Confluence Outdoor (formerly known as Confluence Watersports) is an American manufacturer of kayaks, canoes, and related accessories. The company comprises eight separate brands which each specialize in paddling sport boats or accessories.

History 
American Capital financially sponsored the merger of Wilderness Systems and Mad River Canoe in 1998 to form Confluence Holdings Corporation, known as Confluence Watersports, which it then purchased in 2002.

In 2005, Confluence purchased Watermark, acquiring the Dagger, Harmony Gear, Adventure Technology, and Perception brands. The company then acquired Bomber Gear in 2010.

Sue Rechner joined the company as CEO in 2007, coming from Victorinox Swiss Army.

On April 22, 2014, J.H. Whitney & Company purchased Confluence Holdings Corporation from American Capital. They renamed it Confluence Outdoor and announced plans "to grow the business into a full-service outdoor recreation company."
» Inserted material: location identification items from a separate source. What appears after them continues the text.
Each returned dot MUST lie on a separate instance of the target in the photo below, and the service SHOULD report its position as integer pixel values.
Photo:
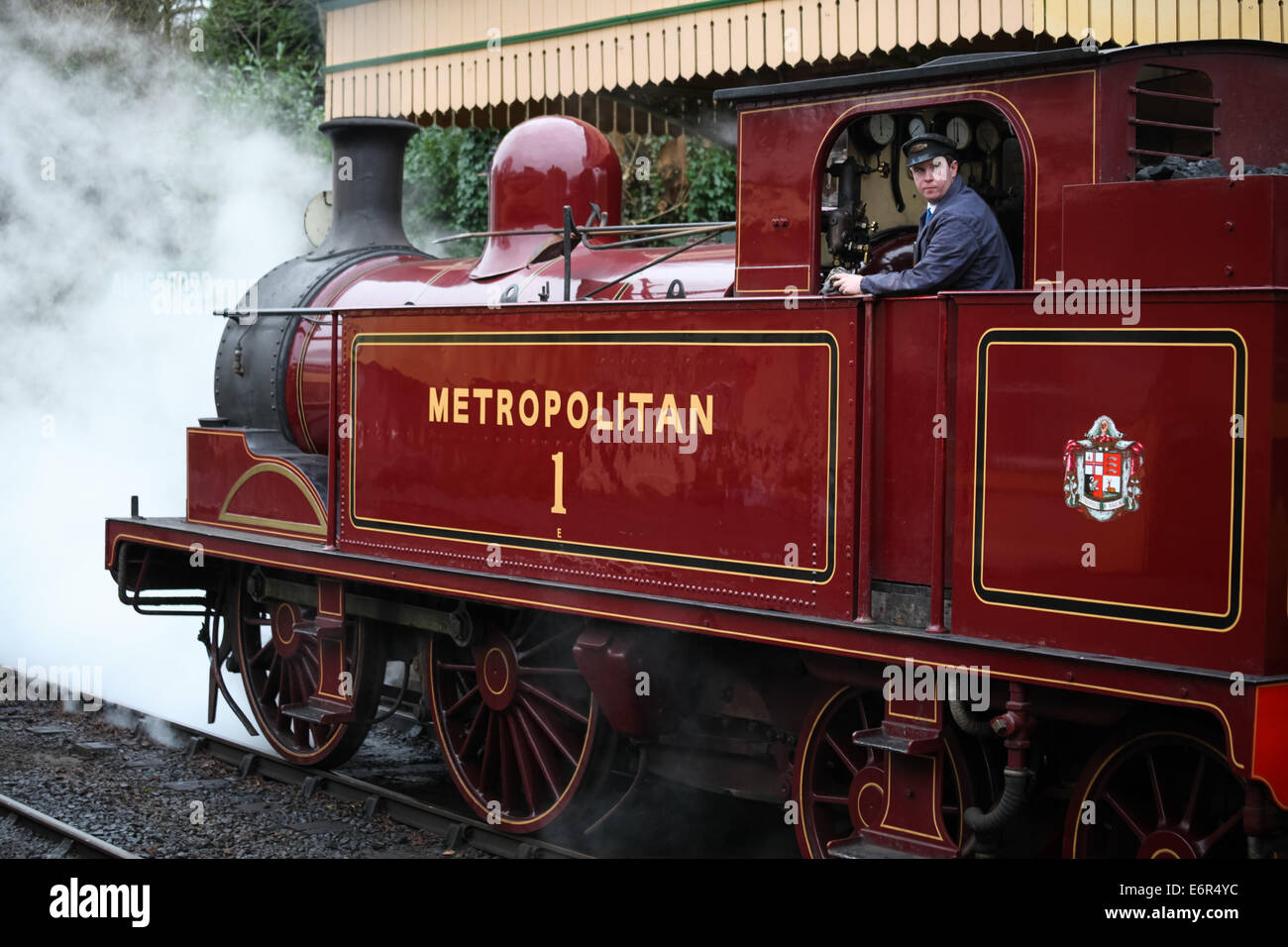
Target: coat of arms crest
(1103, 471)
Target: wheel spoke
(506, 767)
(522, 763)
(1192, 802)
(1126, 817)
(831, 800)
(473, 729)
(554, 701)
(836, 749)
(536, 751)
(262, 652)
(488, 754)
(1158, 789)
(273, 677)
(550, 671)
(524, 655)
(1205, 845)
(548, 729)
(462, 702)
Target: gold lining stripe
(377, 577)
(836, 499)
(282, 471)
(983, 505)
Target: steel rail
(455, 827)
(75, 843)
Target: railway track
(454, 826)
(69, 841)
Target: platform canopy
(652, 63)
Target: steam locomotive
(958, 575)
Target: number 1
(558, 506)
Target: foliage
(445, 187)
(711, 175)
(649, 185)
(284, 33)
(279, 91)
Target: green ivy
(711, 172)
(445, 187)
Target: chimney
(366, 183)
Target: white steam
(117, 174)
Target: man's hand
(846, 282)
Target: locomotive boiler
(967, 574)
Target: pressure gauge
(958, 132)
(880, 129)
(988, 137)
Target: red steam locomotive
(969, 574)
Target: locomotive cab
(870, 209)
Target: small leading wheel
(515, 719)
(279, 668)
(841, 787)
(1153, 792)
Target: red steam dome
(540, 166)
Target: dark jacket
(960, 248)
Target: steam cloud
(117, 175)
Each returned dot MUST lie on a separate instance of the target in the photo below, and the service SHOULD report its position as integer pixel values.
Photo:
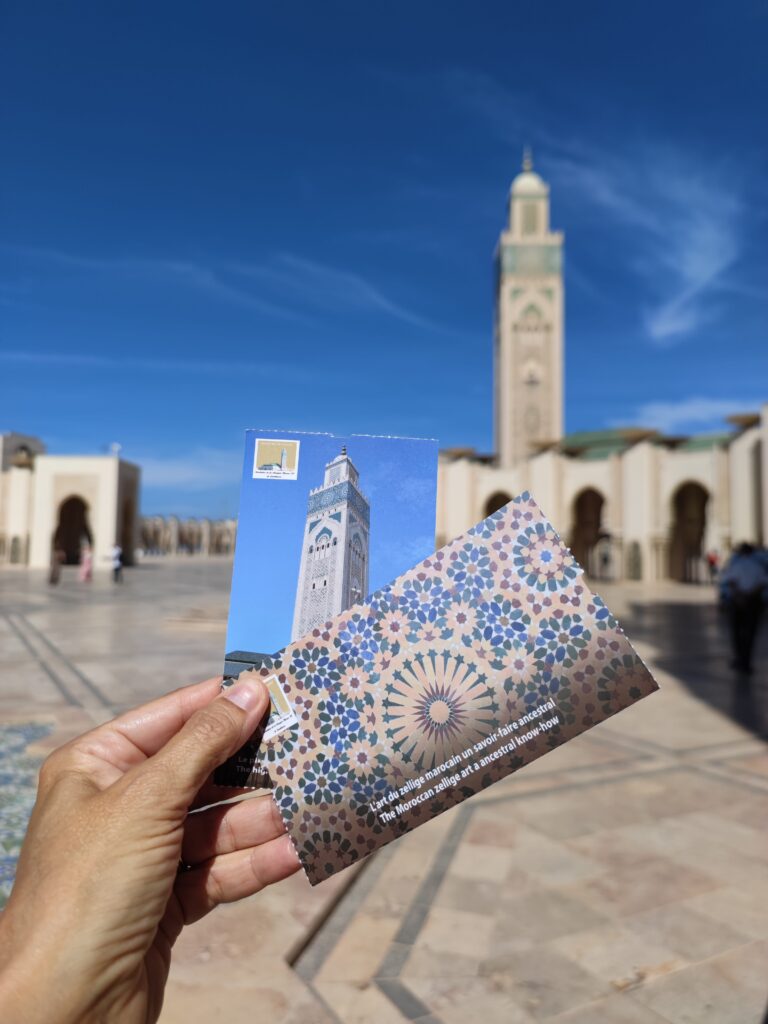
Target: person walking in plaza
(117, 563)
(744, 590)
(85, 573)
(56, 561)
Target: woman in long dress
(86, 564)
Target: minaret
(528, 324)
(333, 573)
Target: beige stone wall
(95, 479)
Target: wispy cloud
(686, 227)
(685, 216)
(692, 414)
(285, 287)
(208, 281)
(331, 288)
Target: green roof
(702, 441)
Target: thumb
(209, 737)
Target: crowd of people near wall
(172, 536)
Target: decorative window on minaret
(333, 573)
(528, 218)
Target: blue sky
(397, 477)
(218, 217)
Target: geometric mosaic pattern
(17, 788)
(494, 627)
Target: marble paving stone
(619, 955)
(549, 861)
(426, 963)
(473, 860)
(359, 1006)
(547, 914)
(744, 910)
(727, 989)
(457, 932)
(691, 935)
(488, 827)
(476, 896)
(456, 1000)
(360, 949)
(619, 1009)
(542, 982)
(688, 844)
(629, 889)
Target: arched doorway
(72, 528)
(497, 501)
(588, 513)
(688, 524)
(127, 534)
(634, 561)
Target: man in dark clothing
(744, 587)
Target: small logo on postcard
(282, 715)
(275, 460)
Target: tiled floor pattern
(623, 879)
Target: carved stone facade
(631, 503)
(528, 324)
(333, 572)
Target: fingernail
(248, 692)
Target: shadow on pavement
(691, 642)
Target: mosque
(630, 503)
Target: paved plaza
(621, 880)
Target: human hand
(99, 899)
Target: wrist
(37, 988)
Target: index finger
(137, 734)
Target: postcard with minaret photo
(325, 520)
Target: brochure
(324, 520)
(482, 657)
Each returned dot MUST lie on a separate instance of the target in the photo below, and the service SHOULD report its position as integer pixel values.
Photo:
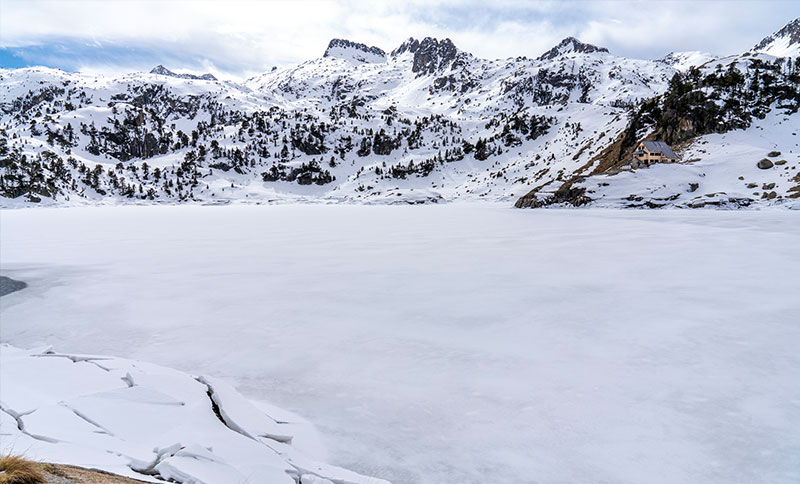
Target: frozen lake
(461, 343)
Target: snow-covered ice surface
(150, 422)
(466, 343)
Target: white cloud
(239, 37)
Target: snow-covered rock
(783, 43)
(344, 49)
(358, 125)
(683, 61)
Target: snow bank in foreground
(149, 422)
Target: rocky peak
(410, 45)
(345, 49)
(569, 45)
(783, 43)
(163, 71)
(430, 55)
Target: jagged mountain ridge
(783, 43)
(163, 71)
(426, 122)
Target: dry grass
(16, 470)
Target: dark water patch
(8, 285)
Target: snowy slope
(426, 122)
(683, 61)
(783, 43)
(720, 170)
(151, 423)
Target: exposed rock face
(569, 45)
(782, 43)
(163, 71)
(410, 45)
(341, 48)
(765, 164)
(430, 55)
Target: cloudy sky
(235, 39)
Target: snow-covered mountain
(163, 71)
(783, 43)
(683, 61)
(427, 122)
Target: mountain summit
(783, 43)
(430, 55)
(569, 45)
(163, 71)
(345, 49)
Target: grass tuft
(16, 470)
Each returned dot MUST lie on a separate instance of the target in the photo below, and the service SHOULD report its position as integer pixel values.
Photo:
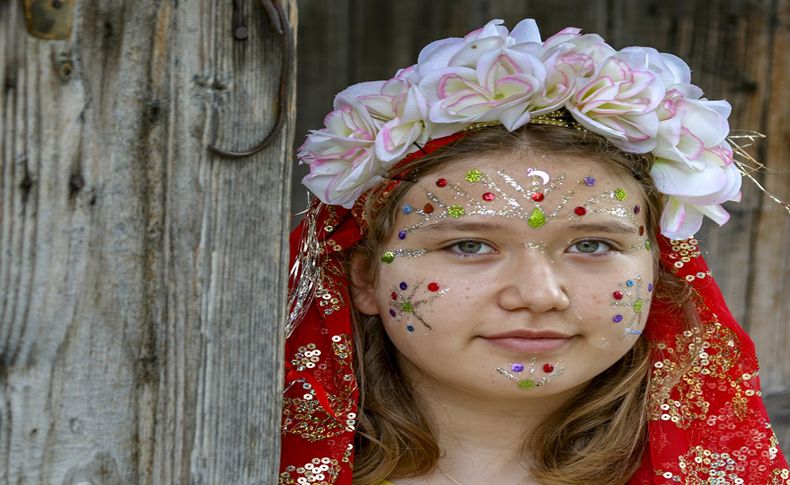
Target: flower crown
(639, 99)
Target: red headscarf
(708, 427)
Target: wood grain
(142, 280)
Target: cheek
(408, 297)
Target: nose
(532, 283)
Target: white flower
(341, 156)
(619, 102)
(692, 193)
(689, 128)
(398, 135)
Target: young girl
(500, 283)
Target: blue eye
(590, 246)
(470, 247)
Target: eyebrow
(611, 227)
(464, 226)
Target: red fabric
(709, 427)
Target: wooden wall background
(142, 279)
(738, 50)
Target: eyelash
(610, 247)
(453, 248)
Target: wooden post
(142, 279)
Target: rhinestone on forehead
(518, 201)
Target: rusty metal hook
(279, 23)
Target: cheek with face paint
(531, 375)
(630, 303)
(408, 301)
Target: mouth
(529, 341)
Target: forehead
(524, 189)
(529, 169)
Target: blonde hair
(590, 439)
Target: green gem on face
(638, 305)
(474, 175)
(536, 218)
(526, 384)
(455, 211)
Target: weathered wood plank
(769, 307)
(142, 280)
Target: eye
(590, 246)
(470, 247)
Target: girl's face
(513, 276)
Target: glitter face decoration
(476, 193)
(405, 302)
(628, 303)
(531, 375)
(528, 255)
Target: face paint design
(538, 246)
(628, 299)
(404, 305)
(455, 200)
(531, 375)
(389, 256)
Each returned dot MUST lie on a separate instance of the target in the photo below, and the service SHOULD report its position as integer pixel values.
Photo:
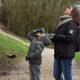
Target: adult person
(63, 40)
(38, 40)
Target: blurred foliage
(21, 16)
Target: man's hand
(51, 35)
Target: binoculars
(39, 30)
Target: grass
(12, 45)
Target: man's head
(76, 13)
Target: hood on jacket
(45, 40)
(64, 19)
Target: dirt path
(22, 73)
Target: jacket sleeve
(68, 37)
(38, 50)
(31, 35)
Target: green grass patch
(77, 57)
(12, 45)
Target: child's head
(44, 39)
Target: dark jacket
(36, 48)
(64, 38)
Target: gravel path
(22, 73)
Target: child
(38, 40)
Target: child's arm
(38, 50)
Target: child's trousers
(34, 71)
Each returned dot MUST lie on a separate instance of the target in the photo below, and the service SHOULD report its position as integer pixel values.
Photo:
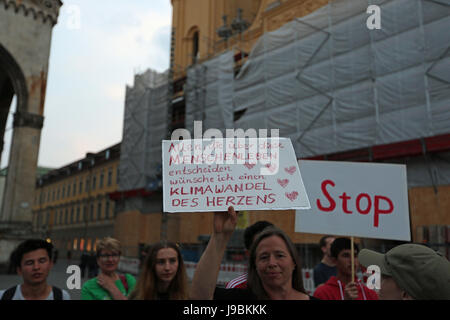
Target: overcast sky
(97, 47)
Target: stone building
(25, 37)
(71, 204)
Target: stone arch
(13, 70)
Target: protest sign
(355, 199)
(248, 174)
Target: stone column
(21, 177)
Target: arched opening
(13, 91)
(194, 47)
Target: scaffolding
(332, 85)
(145, 126)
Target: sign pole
(353, 258)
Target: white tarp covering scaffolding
(209, 93)
(145, 126)
(332, 85)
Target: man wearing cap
(410, 271)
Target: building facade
(72, 208)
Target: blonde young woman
(109, 284)
(163, 276)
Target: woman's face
(108, 260)
(274, 263)
(166, 264)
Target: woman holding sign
(274, 269)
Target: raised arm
(205, 276)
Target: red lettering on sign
(327, 195)
(344, 198)
(358, 203)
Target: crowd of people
(408, 271)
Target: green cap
(422, 272)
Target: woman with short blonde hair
(109, 285)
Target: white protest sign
(355, 199)
(248, 174)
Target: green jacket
(91, 290)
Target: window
(99, 211)
(102, 174)
(91, 213)
(194, 47)
(109, 177)
(107, 209)
(81, 244)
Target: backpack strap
(9, 294)
(124, 282)
(57, 293)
On December 16, 2019, it was announced that Confluence had been acquired by Pelican International, a Canadian manufacturer of kayaks and other outdoor products.

Brands 
Confluence Outdoor manages eight separate brands which each specialize in paddling sport boats or accessories.

Adventure Technology 
Manufacturer of kayak paddles.

Boardworks Surf 
Distributor of imported stand up paddle boards, surf boards, and accessories.

Dagger Kayaks 

Manufacturer of recreational, touring, and whitewater kayaks - including the Alchemy, Axiom, Axis, Katana, Jitsu, Mamba, Mambo, Nomad, Torrent, and Zydeco models. Founded in 1988 based on the success of whitewater and touring kayaks designed by Joe Pulliam.

Harmony Gear 
Manufacturer of canoe and kayak accessories - including apparel, fishing accessories, life jackets, paddles, and sprayskirts.

Mad River Canoe 
Manufacturer of recreational, sporting, touring, and whitewater canoes - including the Adventure, Caption, Destiny, Expedition, Explorer, Freedom, Heritage, Journey, Legend, Malecite, Outrage, Reflection, Synergy, Serenade, models. Mad River Canoe was founded in 1971 by Jim Henry and Kay Henry in Vermont. The company's Malecite model was created in the Henry's woodshed, becoming their first model and remaining the company's signature model today.

Perception Kayaks 

Manufacturer of fishing, recreational, and touring kayaks - including the Carolina, Essence, Expression, Impulse, Prodigy, Tribe, Tribute, and Triumph models. Perception Kayaks was founded by Bill Masters in the early 1970s. The company develops rotational molding of plastic kayaks, reducing the expense and maintenance of kayaks.

Wave Sport Kayaks 

Manufacturer of recreational and whitewater kayaks - including the Diesel, Ethos, Fuse, Habitat, Mobius, Project, and Recon models. Founded in 1986 by Chan Zwanzig who started by importing the popular Lazer from the United Kingdom. The company began manufacturing the Lazer themselves by 1988 and began creating its own models in the 1990s. Wave Sport is a licensed brand now based out of the United Kingdom but is not actually manufactured by Confluence Outdoor.

Wilderness Systems 

Manufacturer of fishing, recreational, and touring kayaks - including the Aspire, Commander, Focus, Pamlico, Pungo, Ride, Tarpon, Tempest, Tsunami, and Zephyr models. Andy Zimmerman and John Sheppard founded Wilderness Systems in 1986 in North Carolina.

Operations 
The company operates in a single 300,000-square-foot facility in Greenville, South Carolina, which opened in 2011 and as of 2014 employs over 425 people.